Nappen Law Firm Wins Appeal, NJ Police Chiefs Can’t Shrug Off Firearms Permit Process

On January 2, 2015, the New Jersey Appellate Division issued a decision finding that the Neptune Township Police and Monmouth County Superior Court erred because the chief failed to discuss the permit matter with the applicant before his denial and then failed to appear at the hearing to answer for his denial.

Instead, a lower-ranked police detective handled the matter on the Chief’s behalf, and the Trial Court found that satisfactory.

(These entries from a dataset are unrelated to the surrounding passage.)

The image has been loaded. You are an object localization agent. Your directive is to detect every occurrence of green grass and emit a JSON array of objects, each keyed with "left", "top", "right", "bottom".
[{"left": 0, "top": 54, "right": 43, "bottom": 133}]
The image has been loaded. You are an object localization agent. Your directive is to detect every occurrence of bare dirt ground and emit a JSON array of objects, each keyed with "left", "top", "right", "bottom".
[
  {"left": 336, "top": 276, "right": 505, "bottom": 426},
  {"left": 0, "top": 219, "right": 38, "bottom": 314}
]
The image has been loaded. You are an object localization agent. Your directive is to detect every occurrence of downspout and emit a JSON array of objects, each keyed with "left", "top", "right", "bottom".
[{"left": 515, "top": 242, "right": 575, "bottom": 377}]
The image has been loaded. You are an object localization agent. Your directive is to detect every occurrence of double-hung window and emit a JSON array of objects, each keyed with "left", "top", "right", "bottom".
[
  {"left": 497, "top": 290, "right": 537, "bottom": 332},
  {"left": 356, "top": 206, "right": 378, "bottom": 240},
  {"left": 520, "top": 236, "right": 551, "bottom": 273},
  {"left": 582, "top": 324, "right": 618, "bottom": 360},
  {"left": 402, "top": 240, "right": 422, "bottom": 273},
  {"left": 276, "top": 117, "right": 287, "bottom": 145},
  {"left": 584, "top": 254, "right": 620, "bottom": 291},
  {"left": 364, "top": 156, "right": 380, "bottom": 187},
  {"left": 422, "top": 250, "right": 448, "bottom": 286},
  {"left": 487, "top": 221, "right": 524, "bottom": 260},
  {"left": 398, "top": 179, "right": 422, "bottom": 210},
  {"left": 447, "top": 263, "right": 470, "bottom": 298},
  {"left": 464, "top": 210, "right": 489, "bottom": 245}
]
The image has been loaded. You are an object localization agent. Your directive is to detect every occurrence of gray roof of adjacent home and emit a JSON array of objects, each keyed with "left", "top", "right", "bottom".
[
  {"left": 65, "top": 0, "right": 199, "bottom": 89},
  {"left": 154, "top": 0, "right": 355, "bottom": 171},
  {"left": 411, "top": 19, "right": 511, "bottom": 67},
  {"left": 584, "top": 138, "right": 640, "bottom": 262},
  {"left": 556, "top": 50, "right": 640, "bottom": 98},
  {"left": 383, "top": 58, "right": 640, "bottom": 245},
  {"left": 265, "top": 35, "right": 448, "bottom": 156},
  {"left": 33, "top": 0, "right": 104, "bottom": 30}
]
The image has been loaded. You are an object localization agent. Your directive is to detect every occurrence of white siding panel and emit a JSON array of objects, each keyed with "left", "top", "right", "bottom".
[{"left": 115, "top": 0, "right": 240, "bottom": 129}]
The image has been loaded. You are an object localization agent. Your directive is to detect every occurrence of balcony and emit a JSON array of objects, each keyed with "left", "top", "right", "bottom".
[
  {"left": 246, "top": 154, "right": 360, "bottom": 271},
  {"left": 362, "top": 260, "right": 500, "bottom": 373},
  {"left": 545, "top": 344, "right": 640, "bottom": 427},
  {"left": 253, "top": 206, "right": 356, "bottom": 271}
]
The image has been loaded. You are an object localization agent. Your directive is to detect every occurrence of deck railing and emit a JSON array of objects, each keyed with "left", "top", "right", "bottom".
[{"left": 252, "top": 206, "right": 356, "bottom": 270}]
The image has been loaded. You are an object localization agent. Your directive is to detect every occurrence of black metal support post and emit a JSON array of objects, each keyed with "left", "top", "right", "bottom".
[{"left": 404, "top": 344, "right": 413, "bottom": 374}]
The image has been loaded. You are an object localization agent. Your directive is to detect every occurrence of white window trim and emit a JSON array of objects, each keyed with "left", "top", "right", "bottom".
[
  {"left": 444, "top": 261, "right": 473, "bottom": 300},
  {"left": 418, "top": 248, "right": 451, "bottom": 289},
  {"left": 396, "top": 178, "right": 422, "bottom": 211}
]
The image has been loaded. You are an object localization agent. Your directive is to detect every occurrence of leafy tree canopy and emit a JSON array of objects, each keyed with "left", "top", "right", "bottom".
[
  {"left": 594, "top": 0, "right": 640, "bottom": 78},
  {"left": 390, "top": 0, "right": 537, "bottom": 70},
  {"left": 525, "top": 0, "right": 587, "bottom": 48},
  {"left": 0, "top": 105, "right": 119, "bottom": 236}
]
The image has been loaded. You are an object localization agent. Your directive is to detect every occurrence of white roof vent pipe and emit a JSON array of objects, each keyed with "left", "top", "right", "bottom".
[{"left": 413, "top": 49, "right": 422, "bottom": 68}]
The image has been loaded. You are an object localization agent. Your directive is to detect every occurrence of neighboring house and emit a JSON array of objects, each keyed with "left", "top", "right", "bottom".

While the decision in IMO Application of Rohani (App. Div. Docket No. A-6249-12T4) is not binding on other courts, it sends a clear message that the practice of police chiefs failing to perform their duties when it comes to firearm permit applications – and Courts failing to recognize that responsibility – will likely result in a reversal on appeal.

The Appellate Court found, “The [Trial] Court left some room for a chief not to testify, by stating that it was ‘ordinarily’ required. However, the clear implication is that the chief’s non-appearance should be the exception, which would need to be supported by good cause shown.”

This marks at least the second time within the last year that Neptune Township and the Monmouth County permit judge have been reversed and remanded by the Appellate Division for basing decisions with inadequate interaction by the police. See, IMO Application of Paul Robinson. (App. Div. Docket No. A-4526-12T4).